Therapeutic Drug Monitoring of Vancomycin in Pediatric Patients With Extracorporeal Membrane Oxygenation Support
OBJECTIVES Determine pharmacokinetic (PK) parameters and optimal dosage of vancomycin for children on extracorporeal membrane oxygenation (ECMO).
METHODS Retrospective PK study of vancomycin in pediatric patients on ECMO who received IV vancomycin 40 to 60 mg/kg/day every 6 hours. Patients were analyzed according to the presence of acute kidney injury (AKI) and requirement of renal replacement therapy (RRT).
RESULTS Data from 40 children, with a median age of 2.7 years of age (1 month to 14 years) were evaluated. Thirty-two patients (80%) received vancomycin. Vancomycin therapeutic drug monitoring was performed in 29 patients. The subgroup without AKI or RRT were 15. With initial doses, vancomycin trough levels were within therapeutic range in 53% of patients. After dose change, 93% of patients achieved therapeutic levels. The adjusted dose was 40 (34–60) mg/kg/day every 6 hours. Estimated PK parameters were clearance (CL) 1.67 (1–1.67) mL/kg/min; volume of distribution (Vd) 0.73 (0.7–0.9) L/kg; and half-life (t½) 6.2 (4.9–8.06) hours. In the AKI subgroup, 11 patients, the initial median dose was 40 (30–45) mg/kg/day every 8 (6–12) hours. Trough concentrations of vancomycin were within therapeutic range in 27% of patients. After dose modifications, 63% of patients achieved target trough concentration. The final adjusted dose was 20 mg/kg/day (15–30) every 12 (12–24) hours. Estimated PK parameters were Vd 1.16 (0.68–1.6) L/kg; CL 0.83 (0.38–1) mL/kg/min; and a t½ of 23.6 (16.2–31) hours.

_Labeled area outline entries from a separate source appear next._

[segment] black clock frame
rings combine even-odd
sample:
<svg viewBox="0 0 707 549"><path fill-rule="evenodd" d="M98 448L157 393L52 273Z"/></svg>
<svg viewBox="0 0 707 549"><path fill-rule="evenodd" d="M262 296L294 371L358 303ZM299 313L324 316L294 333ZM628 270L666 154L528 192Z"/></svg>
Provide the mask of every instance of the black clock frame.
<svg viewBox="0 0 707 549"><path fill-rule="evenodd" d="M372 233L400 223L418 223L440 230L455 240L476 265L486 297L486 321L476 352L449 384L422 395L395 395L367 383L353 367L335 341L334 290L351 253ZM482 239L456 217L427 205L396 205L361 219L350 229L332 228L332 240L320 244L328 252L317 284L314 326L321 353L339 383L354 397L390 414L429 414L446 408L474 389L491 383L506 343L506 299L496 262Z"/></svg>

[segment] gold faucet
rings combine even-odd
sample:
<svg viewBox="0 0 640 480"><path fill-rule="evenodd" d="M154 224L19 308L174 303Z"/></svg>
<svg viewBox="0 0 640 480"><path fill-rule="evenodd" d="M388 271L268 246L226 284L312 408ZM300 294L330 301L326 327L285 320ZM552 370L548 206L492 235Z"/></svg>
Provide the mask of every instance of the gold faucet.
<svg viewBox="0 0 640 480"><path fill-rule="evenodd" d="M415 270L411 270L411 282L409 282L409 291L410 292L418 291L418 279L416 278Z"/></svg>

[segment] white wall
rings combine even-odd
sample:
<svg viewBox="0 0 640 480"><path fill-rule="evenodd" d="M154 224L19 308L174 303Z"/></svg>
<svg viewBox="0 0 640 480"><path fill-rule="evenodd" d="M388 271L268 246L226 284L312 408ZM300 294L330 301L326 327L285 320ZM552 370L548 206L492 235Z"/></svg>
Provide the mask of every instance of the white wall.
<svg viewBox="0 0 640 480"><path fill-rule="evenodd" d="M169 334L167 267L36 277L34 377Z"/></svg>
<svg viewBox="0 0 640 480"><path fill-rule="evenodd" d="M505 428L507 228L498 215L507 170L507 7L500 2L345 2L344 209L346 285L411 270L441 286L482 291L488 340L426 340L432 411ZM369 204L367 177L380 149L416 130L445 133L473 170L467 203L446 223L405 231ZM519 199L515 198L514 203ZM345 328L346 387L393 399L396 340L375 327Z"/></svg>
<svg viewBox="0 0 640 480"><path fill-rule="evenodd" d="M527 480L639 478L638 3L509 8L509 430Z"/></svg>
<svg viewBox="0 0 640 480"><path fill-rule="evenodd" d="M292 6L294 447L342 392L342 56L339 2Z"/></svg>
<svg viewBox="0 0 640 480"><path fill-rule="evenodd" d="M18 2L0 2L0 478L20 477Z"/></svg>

CONCLUSIONS In patients without AKI or RRT, Vd of vancomycin was similar and CL was lower compared to pediatric critically ill patients without ECMO. Treatment could be started at 40 mg/kg/day every 6 hours. In patients with AKI, the use of lower doses should be used.
Introduction
Pharmacokinetic (PK) studies in critically ill patients have shown significant changes in half-life (t½) and volume of distribution (Vd) of a variety of drugs because of physiopathological changes. The effects of sepsis on the PKs or pharmacodynamics (PDs) of antimicrobials have been extensively examined. A major contribution to sepsis-induced changes in PK or PD is due to changes in the Vd and renal clearance (CL) due to hypoperfusion of the kidney. The latter is frequently impaired and this fact may reduce drug elimination.1 Extracorporeal membrane oxygenation (ECMO) introduces additional variables, such as the type of circuit and systemic inflammation associated with prolonged ECMO that can affect PK of different drugs. Sequestration of drugs in the circuit, increased Vd, and decreased CL are the major PK changes associated with ECMO.23
Vancomycin is a frequently used first-line agent for treating infections caused by methicillin-resistant Staphylococcus aureus or other Gram-positive resistant bacteria.4 Previous vancomycin PK data in newborns on ECMO have shown an increase of Vd and a decrease of vancomycin CL,5 but conclusions could not be extrapolated to pediatric patients because organ development and physiological factors affect drug's PK in newborns. Total body water, expressed as percentage of body weight, decreases with age, from approximately 80% in newborns to 60% by 1 year of age; these changes could affect distribution of hydrophilic drugs like vancomycin. In the full-term newborn, glomerular filtration rate is around 10 to 20 mL/min/m2 at birth; this increases rapidly to 20 to 30 mL/min/m2 during the first weeks of life and typically reaches adult values (70 mL/min/m2) by 3 to 5 months. Neonatal patients with drugs that are mainly excreted by glomerular filtration, like vancomycin, generally require smaller doses or a longer dosing interval.6 These differences in neonates could reach different results on vancomycin PK than in pediatric patients.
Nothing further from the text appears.